Martin Casella, played Dr Marty Casey
Poltergeist was my first movie and I got to act with Beatrice Straight, who I worshipped. She’s exquisite in the role of Dr Lesh, the parapsychologist who investigates the house. Richard Lawson and I played her assistants and I guess it’s because my character is the sceptical one that, as Tobe put it, the house hates me.
The steak Marty sees crawling along a kitchen countertop like an inchworm was operated by a guy underneath poking a couple of chopsticks up through a track disguised as the grouting between the tiles. When Marty throws the chicken leg he’s eating on the floor in disgust and we see it covered in maggots, there were handlers on set to scoop them up and ensure none of them came to harm.
They made a complete upper-body dummy of me for the moment Marty hallucinates clawing off his own face in the bathroom mirror. I asked how much it cost and they said: “Oh, the wig alone was $10,000.” Remember, this was 1981. This would be a one-take, unrepeatable shot, with me reaching up from under the dummy and tearing away its cheeks to release the semi-set jello and pockets of blood underneath. I thought: “There’s no way I can do this.” Steven lit up when I told him – those are his hands you see in the film! He’s just wearing my ring. I could never have ripped that face off with the same joie de vivre.
Later, I had to go back to shoot some extra footage of me picking at my real face. By then I was acting in a play I’d written and my hair had been cut short – luckily they’d saved the wig from the dummy. It took three hours to rig my face up with prosthetics full of stage blood. It was only when I got to the sound stage that someone realised the makeup guy had been working from the image in the mirror and put everything on the wrong side.

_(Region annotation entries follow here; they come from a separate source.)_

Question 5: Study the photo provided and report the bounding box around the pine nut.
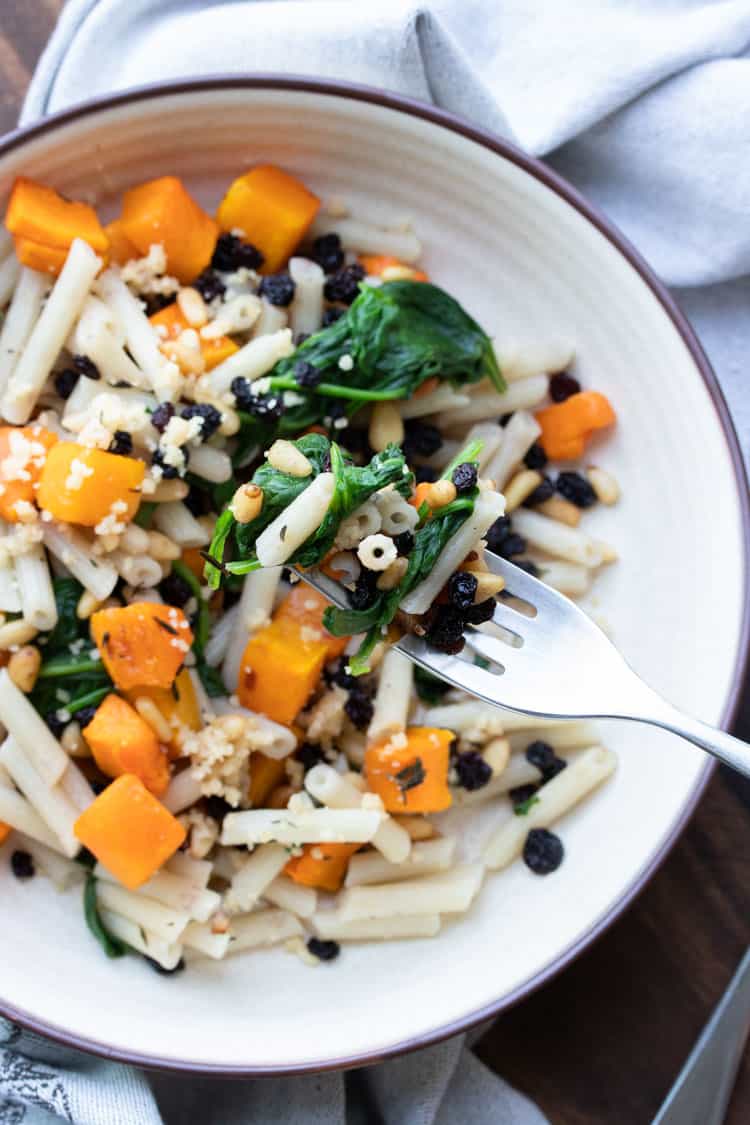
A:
[380,266,417,281]
[75,590,100,621]
[368,403,404,453]
[151,478,190,504]
[425,480,458,509]
[503,469,542,514]
[470,570,505,605]
[177,286,208,329]
[586,465,620,504]
[148,531,182,563]
[8,645,42,695]
[229,482,263,523]
[376,557,409,590]
[134,695,172,743]
[60,719,91,758]
[0,618,38,649]
[265,438,313,477]
[535,496,580,528]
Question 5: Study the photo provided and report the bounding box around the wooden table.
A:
[0,0,750,1125]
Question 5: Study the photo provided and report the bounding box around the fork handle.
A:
[643,699,750,777]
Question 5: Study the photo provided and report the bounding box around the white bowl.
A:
[0,77,748,1073]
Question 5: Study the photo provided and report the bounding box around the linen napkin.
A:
[5,0,750,1125]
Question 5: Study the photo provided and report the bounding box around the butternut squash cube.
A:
[37,441,146,528]
[148,302,240,371]
[82,694,170,797]
[91,602,192,692]
[6,176,109,254]
[105,218,141,266]
[237,621,328,725]
[216,164,320,273]
[273,582,351,664]
[120,176,218,285]
[0,423,57,523]
[283,844,362,891]
[364,727,455,812]
[73,774,187,891]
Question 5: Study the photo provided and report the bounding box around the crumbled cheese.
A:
[181,713,285,808]
[120,242,180,297]
[65,457,93,492]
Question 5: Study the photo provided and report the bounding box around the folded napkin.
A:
[5,0,750,1125]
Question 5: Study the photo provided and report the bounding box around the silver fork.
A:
[300,551,750,777]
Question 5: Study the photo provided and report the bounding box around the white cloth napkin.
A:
[5,0,750,1125]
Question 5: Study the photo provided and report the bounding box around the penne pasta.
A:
[228,907,304,954]
[0,668,70,787]
[484,746,615,870]
[210,329,295,396]
[313,910,440,942]
[0,736,81,858]
[513,509,602,567]
[344,836,457,887]
[263,875,318,918]
[1,239,101,425]
[435,375,550,430]
[0,267,49,398]
[255,473,335,567]
[338,863,485,921]
[97,880,190,945]
[402,492,505,613]
[16,543,57,630]
[224,844,289,914]
[289,258,325,339]
[310,215,422,263]
[222,809,383,847]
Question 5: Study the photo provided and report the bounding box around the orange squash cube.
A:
[120,176,218,285]
[216,164,320,273]
[105,218,141,266]
[247,750,287,809]
[6,176,109,254]
[273,582,351,664]
[73,774,187,891]
[237,621,328,726]
[0,423,57,523]
[283,844,362,891]
[148,302,240,371]
[13,234,67,277]
[82,694,170,797]
[125,668,202,757]
[91,602,192,692]
[37,441,146,528]
[364,727,455,812]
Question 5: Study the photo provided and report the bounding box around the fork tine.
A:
[295,567,351,610]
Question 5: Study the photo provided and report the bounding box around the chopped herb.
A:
[394,758,427,801]
[513,797,539,817]
[83,874,128,957]
[154,618,178,637]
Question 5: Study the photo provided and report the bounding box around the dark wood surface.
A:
[0,0,750,1125]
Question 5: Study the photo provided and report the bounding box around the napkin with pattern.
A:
[5,0,750,1125]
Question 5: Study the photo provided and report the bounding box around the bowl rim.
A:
[0,72,750,1078]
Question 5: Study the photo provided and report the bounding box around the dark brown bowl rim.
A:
[0,73,750,1078]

There was no PG-13 rating back then. That wasn’t introduced until the second Indiana Jones film a couple of years later. Poltergeist ended up rated PG but, until Steven talked the ratings board round, that scene meant they wanted to make it an R. Another scene of mine was cut, where Marty is lifted into the air and bitten by some gigantic ghost. They rigged me with explosive squibs full of liquid detergent, representing saliva, but the first time they tried it the effects guys were joking that it looked like ghost semen.
That wasn’t the reason it had to go, though. Steven told me it interrupted the scene where Diane senses her daughter trapped on the other side and says: “She went through my soul.” It’s a testament to JoBeth’s wonderful performance that he just couldn’t cut away from that.